Adding Nvidia GPU boost to Proxmox k8s using Pulumi and Kubespray
A step-by-step guide to leveraging Nvidia GPUs in Kubernetes
In my previous article I talked about configuring GPU in VM level in Proxmox using GPU passthrough. However, the ultimate goal was to make this capability available to containerized workloads. In this post, I’ll walk you through on setting up the GPU enabled capability in the Kubernetes cluster.
Pre-flight check:
To ensure secure and automated access to the newly provisioned VMs, password authentication for the default ubuntu
user has been disabled and now it relies on SSH keys. Before deployment, you must update the cloud-init.yml
file with your own public SSH key. This cloud-init
configuration automatically adds your key to the VM upon creation, allowing you to connect securely without a password.
Updating cluster inventory
Inventory file has been simplified with the recent changes to accommodate the following features.
worker4 ansible_host=192.168.1.69 has_gpu=true node_labels="{'node-role.kubernetes.io/gpu': 'true'}"
-
has_gpu=true custom variable that acts as a flag
-
node_labels applies a label to the node
Dynamic networking configuration
GPU node uses a different network interface name enp6s18
than the other nodes ens18
. Because kube-vip maintains high availability, which needs to know the correct interface on each node.

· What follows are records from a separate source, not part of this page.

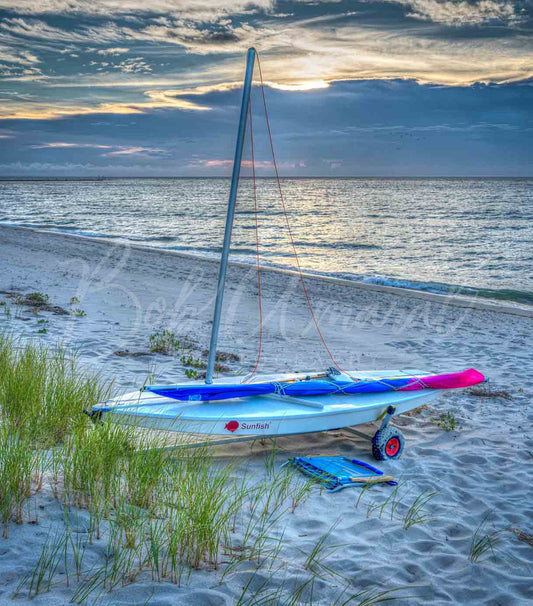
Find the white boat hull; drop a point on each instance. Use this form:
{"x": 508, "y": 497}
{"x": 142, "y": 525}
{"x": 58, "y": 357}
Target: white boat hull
{"x": 270, "y": 415}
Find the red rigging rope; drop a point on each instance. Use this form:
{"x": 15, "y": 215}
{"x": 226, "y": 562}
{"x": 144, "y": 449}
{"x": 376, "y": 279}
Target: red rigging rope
{"x": 256, "y": 249}
{"x": 302, "y": 279}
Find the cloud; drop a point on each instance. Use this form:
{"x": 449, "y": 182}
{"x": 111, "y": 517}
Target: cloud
{"x": 128, "y": 151}
{"x": 116, "y": 50}
{"x": 207, "y": 10}
{"x": 53, "y": 111}
{"x": 61, "y": 144}
{"x": 459, "y": 13}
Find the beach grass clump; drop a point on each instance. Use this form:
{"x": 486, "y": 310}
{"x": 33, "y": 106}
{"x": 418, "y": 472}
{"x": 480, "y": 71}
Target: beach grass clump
{"x": 484, "y": 542}
{"x": 38, "y": 298}
{"x": 78, "y": 313}
{"x": 18, "y": 463}
{"x": 446, "y": 421}
{"x": 44, "y": 391}
{"x": 164, "y": 342}
{"x": 488, "y": 391}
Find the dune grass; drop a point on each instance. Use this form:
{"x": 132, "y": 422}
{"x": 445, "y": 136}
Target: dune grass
{"x": 43, "y": 391}
{"x": 144, "y": 511}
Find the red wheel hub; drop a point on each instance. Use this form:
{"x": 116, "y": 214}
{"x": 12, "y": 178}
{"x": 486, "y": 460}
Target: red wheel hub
{"x": 392, "y": 447}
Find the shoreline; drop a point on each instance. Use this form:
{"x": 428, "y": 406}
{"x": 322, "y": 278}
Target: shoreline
{"x": 468, "y": 451}
{"x": 464, "y": 302}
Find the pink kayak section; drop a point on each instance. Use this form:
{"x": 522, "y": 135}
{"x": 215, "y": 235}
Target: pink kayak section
{"x": 453, "y": 380}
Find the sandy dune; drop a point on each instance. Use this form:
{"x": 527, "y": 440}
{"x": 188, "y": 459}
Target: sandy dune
{"x": 482, "y": 470}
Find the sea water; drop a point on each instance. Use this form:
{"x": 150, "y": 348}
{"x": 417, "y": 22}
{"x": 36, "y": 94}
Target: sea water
{"x": 473, "y": 237}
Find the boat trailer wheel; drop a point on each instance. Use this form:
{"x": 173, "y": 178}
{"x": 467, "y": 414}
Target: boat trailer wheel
{"x": 387, "y": 443}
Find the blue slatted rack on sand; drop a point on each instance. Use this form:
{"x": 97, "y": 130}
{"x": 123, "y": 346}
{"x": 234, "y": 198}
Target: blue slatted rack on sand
{"x": 338, "y": 472}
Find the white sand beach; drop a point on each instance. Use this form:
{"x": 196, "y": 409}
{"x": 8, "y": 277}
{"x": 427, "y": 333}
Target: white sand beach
{"x": 481, "y": 473}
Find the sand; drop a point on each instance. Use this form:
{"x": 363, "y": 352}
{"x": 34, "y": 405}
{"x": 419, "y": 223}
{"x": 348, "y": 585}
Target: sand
{"x": 482, "y": 470}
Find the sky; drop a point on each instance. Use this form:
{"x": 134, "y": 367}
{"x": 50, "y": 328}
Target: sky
{"x": 354, "y": 88}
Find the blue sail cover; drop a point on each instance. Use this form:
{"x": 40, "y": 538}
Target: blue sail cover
{"x": 316, "y": 387}
{"x": 295, "y": 389}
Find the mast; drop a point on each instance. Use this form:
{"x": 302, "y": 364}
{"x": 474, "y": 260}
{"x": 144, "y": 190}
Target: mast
{"x": 250, "y": 60}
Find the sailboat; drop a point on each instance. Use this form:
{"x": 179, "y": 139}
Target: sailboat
{"x": 273, "y": 405}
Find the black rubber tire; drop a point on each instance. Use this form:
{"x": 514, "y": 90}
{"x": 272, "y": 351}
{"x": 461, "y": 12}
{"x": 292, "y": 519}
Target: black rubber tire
{"x": 381, "y": 438}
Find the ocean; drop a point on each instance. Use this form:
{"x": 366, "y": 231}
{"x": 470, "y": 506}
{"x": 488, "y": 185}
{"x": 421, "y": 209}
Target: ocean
{"x": 469, "y": 237}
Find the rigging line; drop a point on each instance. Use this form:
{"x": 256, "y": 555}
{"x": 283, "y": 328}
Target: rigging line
{"x": 252, "y": 151}
{"x": 302, "y": 280}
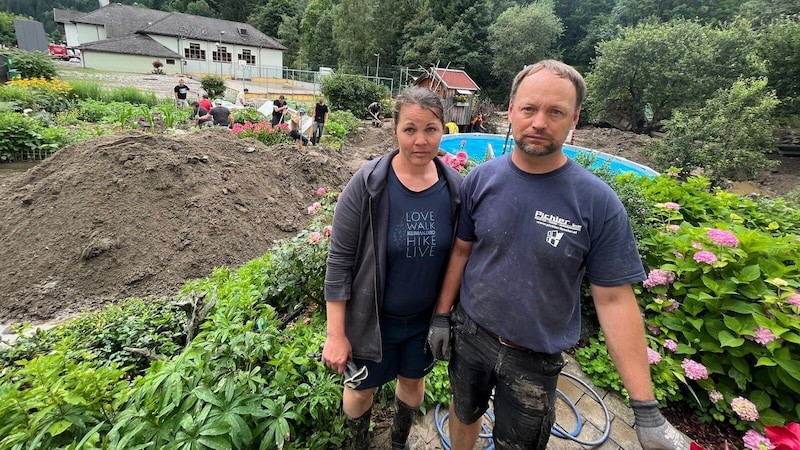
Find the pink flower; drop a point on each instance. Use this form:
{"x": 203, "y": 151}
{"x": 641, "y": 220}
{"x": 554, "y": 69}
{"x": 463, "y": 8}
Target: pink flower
{"x": 764, "y": 335}
{"x": 658, "y": 277}
{"x": 705, "y": 256}
{"x": 754, "y": 441}
{"x": 722, "y": 237}
{"x": 653, "y": 357}
{"x": 694, "y": 370}
{"x": 745, "y": 409}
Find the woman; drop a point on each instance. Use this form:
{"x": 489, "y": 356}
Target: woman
{"x": 393, "y": 229}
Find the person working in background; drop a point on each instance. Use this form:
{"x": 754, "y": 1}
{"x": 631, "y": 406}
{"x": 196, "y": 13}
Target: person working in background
{"x": 533, "y": 222}
{"x": 320, "y": 116}
{"x": 222, "y": 115}
{"x": 202, "y": 118}
{"x": 181, "y": 91}
{"x": 279, "y": 108}
{"x": 394, "y": 225}
{"x": 296, "y": 128}
{"x": 241, "y": 98}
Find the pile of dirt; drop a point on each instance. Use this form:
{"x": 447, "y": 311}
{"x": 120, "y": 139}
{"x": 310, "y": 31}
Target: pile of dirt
{"x": 136, "y": 214}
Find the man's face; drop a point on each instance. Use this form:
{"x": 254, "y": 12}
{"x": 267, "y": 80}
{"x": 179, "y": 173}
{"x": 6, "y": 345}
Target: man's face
{"x": 542, "y": 113}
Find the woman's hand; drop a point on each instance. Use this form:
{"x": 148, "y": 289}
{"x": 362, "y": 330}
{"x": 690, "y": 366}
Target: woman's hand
{"x": 336, "y": 352}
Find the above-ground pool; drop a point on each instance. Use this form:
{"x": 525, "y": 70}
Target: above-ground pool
{"x": 477, "y": 144}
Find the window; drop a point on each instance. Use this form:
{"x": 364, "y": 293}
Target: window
{"x": 221, "y": 55}
{"x": 247, "y": 57}
{"x": 194, "y": 52}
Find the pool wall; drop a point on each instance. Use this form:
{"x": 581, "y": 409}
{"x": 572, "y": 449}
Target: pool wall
{"x": 477, "y": 144}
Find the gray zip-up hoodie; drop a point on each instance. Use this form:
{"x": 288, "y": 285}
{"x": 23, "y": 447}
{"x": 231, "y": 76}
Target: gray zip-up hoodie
{"x": 356, "y": 267}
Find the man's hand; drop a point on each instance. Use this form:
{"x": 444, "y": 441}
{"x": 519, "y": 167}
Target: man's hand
{"x": 653, "y": 430}
{"x": 439, "y": 336}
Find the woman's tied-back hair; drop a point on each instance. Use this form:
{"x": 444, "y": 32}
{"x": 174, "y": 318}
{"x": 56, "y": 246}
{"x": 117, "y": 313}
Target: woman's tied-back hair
{"x": 422, "y": 97}
{"x": 560, "y": 69}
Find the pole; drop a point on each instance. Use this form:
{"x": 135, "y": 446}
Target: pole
{"x": 377, "y": 66}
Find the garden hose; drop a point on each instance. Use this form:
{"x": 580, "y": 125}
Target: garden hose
{"x": 556, "y": 431}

Instead of a static configuration, a dynamic solution is implemented in values.yml file using a Jinja2 template.
kube_vip_interface: "{% if has_gpu | default(false) %}enp6s18{% else %}ens18{% endif %}"
It checks for the has_gpu variable defined in the inventory file and Ansible automatically assigns the correct network interface for Kube-VIP on each nodes.
Deployment with Docker and Justfile
To improve consistency and simplify the deployment process, I’ve containerized the Kubespray execution using Docker. And to manage the Docker command, I’ve adopted a Justfile.
run-kubespray:
docker run --rm -it --mount type=bind,source="$(pwd)/k8s_cluster_config",dst=/config \
--mount type=bind,source="${HOME}/.ssh/id_ed25519",dst=/root/.ssh/id_ed25519 \
quay.io/kubespray/kubespray:v2.28.0 bash -c "ansible-playbook -i /config/inventory/hosts.ini -e @/config/values.yml cluster.yml"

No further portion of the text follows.